川本 輝夫(かわもと てるお、1931年8月1日 - 1999年2月18日)は、日本の市民活動家、政治家。水俣病の患者の運動体『チッソ水俣病患者連盟』の委員長、水俣市議会議員(3期)を務めた。
来歴
熊本県葦北郡水俣町(現・水俣市)出身。父、川本嘉藤太は、水俣市に工場がある新日本窒素肥料株式会社(1965年に「チッソ」と改名)に勤めていた。
輝夫は、家庭の事情により熊本県立水俣高等学校を2年で中退する。漁業作業員・建設作業員・チッソ臨時工員などの職業を経験し病院勤務する。寝たきりの父を介護しつつ准看護士資格を取得する。
1955年、水俣病を発症。1961年より父が発病して寝たきりとなり、1965年4月に急性劇症でもだえ死ぬのを看取る。
1968年に水俣病の認定申請を行って2回棄却される。その後、認定申請棄却処分に対する行政不服審査請求を行うも、これも棄却される。
1968年5月18日、チッソ水俣工場は、排液の元であるアセトアルデヒドの製造を停止[1]。同年9月26日には、厚生省が、熊本における水俣病はチッソ水俣工場のアセトアルデヒド製造工程で副生されたメチル水銀化合物が原因であると発表する[2]。その時点では、認定患者は死亡した人も含め111人だった。川本輝夫は、水俣病での未認定患者が死亡患者や重症患者も含めて多くいることを踏まえ、潜在患者の認定申請の説得につとめ、未認定患者救済運動に積極的に参加し、リーダー的存在となる。裁判による解決を求めるグループ、いわゆる「訴訟派」とは別に、チッソ側に直接抗議しチッソの幹部と交渉する自主交渉を展開する。
1971年8月7日、環境庁は、川本ら未認定患者9人の行政不服審査に対する棄却処分を取り消し、熊本県と鹿児島県に対し審査やり直しを命令した[3][4]。
1年6ヶ月のチッソ本社前での座り込みやチッソ本社重役との自主交渉については、警備員らによる暴行があり反撃も十分できないまま、逆に1972年12月27日に傷害罪で起訴され、懲役1年6ヶ月の求刑を受け、一審判決は罰金5万円・執行猶予1年の有罪判決であったが、高等裁判所では被疑事実が認定されつつも
「本件は訴追を猶予することによつて社会的に弊害の認むべきものがなく、むしろ訴追することによつて国家が加害会社に加担するという誤りをおかすものでその弊害が大きいと考えられ、訴追裁量の濫用に当たる事案である」
[5]との理由で公訴棄却となり、最高裁で確定している。
1973年7月9日に、患者側とチッソの補償協定を勝ち得る。「チッソ水俣病患者連盟」の委員長を22年間つとめ、水俣病の被害の非常に深刻な実態、チッソへの責任追及、そして未認定患者が多くいることを、日本や世界の市民に知らせることとなる。なお、2004年時点でも認定患者の数は2,263人であり、患者側が満足できる水準でない[要出典]。1995年の政府による調停受け入れを条件に一時金を受け取ることができる未認定患者も、12,700人とされている。

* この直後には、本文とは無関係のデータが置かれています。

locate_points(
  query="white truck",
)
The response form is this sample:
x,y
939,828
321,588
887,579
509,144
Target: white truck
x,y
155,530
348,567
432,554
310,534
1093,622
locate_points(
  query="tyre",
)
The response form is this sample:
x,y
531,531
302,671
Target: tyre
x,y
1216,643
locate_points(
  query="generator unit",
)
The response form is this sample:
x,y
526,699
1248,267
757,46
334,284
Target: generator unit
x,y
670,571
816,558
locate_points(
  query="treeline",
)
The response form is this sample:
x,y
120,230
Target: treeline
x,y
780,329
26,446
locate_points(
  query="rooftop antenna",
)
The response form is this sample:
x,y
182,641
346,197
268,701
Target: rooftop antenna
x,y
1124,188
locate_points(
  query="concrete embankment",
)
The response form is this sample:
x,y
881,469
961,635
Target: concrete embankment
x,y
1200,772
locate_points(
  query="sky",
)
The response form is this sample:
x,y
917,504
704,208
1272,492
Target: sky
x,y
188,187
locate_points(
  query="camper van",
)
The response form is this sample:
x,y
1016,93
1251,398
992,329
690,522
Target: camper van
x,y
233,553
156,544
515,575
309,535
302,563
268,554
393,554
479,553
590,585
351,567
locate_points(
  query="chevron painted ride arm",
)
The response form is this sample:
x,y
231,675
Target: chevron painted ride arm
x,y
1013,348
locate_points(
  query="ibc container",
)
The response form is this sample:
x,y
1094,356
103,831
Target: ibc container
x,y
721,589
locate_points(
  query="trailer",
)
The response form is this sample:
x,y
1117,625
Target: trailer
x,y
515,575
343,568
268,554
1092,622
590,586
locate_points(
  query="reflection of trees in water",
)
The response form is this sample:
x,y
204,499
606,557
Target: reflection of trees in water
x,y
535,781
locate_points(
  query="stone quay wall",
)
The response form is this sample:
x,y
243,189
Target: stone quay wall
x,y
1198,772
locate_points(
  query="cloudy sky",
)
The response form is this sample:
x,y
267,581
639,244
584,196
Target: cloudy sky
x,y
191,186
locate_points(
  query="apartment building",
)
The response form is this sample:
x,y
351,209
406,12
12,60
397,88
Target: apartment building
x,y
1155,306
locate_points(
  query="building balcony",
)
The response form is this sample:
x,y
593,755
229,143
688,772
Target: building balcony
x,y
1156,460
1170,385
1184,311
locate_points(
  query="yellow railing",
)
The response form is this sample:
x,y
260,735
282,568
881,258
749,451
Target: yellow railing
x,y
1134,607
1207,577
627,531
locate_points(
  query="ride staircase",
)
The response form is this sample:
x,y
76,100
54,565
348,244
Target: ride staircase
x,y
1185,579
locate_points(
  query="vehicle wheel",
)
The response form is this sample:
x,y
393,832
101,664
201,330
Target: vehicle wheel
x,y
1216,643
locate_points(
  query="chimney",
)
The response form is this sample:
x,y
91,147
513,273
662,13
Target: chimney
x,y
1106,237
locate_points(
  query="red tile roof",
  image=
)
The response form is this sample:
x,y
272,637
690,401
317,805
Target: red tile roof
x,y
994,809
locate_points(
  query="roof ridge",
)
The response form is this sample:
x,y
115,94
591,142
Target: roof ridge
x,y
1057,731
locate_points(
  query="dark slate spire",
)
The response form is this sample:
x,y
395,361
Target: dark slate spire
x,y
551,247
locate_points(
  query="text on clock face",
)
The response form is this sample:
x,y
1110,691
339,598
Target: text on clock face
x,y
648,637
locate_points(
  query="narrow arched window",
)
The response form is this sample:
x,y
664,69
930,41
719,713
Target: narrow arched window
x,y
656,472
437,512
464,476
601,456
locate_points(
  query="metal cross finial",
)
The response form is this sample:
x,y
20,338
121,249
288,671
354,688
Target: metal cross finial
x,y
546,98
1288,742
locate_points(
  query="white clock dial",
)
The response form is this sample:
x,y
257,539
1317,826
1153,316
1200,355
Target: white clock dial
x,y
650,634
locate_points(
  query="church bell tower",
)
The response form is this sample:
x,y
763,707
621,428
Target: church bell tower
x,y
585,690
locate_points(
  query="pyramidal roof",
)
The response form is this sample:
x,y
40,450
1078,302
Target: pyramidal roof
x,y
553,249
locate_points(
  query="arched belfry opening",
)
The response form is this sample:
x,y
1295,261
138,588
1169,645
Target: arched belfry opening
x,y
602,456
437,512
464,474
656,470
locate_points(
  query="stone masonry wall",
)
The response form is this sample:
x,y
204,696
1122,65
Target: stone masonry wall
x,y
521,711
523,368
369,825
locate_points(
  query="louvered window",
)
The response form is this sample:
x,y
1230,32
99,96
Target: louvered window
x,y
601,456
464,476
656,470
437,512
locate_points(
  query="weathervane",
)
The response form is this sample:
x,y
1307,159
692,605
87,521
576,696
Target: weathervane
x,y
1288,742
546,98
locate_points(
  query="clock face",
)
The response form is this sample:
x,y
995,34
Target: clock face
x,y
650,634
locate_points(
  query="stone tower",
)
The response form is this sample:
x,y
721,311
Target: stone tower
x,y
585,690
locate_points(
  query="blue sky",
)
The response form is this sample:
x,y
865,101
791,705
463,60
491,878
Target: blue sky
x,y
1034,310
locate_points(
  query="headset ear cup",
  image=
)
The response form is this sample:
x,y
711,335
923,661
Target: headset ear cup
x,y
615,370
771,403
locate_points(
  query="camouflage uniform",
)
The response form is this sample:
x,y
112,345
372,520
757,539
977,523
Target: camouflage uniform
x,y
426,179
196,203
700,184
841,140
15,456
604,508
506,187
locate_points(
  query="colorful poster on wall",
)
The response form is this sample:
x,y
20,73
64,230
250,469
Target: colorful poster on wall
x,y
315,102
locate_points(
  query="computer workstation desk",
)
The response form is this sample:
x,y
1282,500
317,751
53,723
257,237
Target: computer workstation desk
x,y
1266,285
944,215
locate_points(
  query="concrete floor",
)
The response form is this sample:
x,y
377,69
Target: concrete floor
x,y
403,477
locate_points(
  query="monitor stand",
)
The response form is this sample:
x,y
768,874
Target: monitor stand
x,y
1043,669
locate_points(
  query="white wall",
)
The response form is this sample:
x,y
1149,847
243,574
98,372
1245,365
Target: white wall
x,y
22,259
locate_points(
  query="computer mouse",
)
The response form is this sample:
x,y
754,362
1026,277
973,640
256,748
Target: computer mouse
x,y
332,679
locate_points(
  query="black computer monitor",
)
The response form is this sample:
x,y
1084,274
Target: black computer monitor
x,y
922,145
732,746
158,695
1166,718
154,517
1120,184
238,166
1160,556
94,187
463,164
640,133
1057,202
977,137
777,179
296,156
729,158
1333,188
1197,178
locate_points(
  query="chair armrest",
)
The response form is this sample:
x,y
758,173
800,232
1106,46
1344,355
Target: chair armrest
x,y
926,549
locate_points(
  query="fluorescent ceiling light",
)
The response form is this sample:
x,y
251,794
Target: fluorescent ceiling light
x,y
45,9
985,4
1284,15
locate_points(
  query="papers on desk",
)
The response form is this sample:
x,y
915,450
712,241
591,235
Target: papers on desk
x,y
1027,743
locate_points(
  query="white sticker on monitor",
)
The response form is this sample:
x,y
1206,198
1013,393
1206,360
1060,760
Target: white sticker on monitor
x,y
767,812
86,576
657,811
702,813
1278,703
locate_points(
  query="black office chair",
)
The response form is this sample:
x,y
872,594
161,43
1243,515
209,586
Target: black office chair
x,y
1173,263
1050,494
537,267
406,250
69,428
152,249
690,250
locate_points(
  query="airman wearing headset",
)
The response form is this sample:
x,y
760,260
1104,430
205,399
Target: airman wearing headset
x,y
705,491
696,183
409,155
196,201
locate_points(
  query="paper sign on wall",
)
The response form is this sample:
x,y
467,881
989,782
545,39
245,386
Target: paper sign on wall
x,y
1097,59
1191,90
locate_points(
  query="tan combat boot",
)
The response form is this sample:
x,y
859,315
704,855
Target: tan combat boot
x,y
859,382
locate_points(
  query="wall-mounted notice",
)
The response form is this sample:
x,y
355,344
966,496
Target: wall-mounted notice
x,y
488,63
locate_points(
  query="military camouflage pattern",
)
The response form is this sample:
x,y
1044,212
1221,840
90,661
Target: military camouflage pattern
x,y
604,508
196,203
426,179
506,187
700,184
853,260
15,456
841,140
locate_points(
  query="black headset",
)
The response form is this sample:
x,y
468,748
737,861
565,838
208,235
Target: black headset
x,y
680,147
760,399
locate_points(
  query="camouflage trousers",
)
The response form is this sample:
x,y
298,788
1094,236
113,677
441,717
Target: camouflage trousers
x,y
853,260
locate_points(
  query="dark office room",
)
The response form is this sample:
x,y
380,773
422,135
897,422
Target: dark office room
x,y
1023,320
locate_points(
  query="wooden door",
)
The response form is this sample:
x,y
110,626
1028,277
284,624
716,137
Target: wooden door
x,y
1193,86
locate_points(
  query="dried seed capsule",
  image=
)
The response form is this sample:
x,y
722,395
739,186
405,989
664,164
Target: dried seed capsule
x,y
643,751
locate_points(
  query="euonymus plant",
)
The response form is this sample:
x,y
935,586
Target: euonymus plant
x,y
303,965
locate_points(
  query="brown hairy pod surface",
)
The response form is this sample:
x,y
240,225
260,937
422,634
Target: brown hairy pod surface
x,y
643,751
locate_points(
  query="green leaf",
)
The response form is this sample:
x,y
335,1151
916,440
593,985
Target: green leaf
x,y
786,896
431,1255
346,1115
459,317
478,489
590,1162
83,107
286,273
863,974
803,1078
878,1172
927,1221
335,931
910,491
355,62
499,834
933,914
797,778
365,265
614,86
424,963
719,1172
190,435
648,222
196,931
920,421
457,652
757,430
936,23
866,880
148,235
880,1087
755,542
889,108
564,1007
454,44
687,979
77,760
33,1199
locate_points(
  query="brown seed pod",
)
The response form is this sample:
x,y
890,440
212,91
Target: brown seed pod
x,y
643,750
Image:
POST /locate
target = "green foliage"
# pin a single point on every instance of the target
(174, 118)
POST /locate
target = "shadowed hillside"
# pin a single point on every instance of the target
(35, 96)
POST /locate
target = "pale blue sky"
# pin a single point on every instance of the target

1976年10月3日、三里塚芝山連合空港反対同盟が開催した集会に参加し、デモ隊と機動隊がぶつかる混乱のさなかに逮捕されている(処分保留で釈放)[6]。
水俣市議会議員選挙に無所属で立候補し当選、3期務めた。出席最後の市議会では、「水俣湾を世界遺産に」と提案する。
1999年2月18日、肝臓がんで死去。67歳没。市民運動を担う人々のほか、細川護熙や石原慎太郎からも弔辞が届けられた。
死後
2006年2月、川本の裁判での証言や機関紙に寄せた記述、発言などを収録した『水俣病誌』が出版される。
2019年2月14日、自宅に残された川本の手帳24冊、大学ノートとリポート用紙の束16冊を、長男が整理し、公開する準備を進めていることが報じられた[7]。
2020年2月15日、川本がチッソとの本格的な自主交渉を始める前の1971年1月14日、川本らが本社で経営陣に加害責任を追及する肉声テープが見つかったと報じられた。約2時間の音声記録には、第1次訴訟原告患者も参加し、チッソの取締役ら3人と話し合う様子が収録されている[8]。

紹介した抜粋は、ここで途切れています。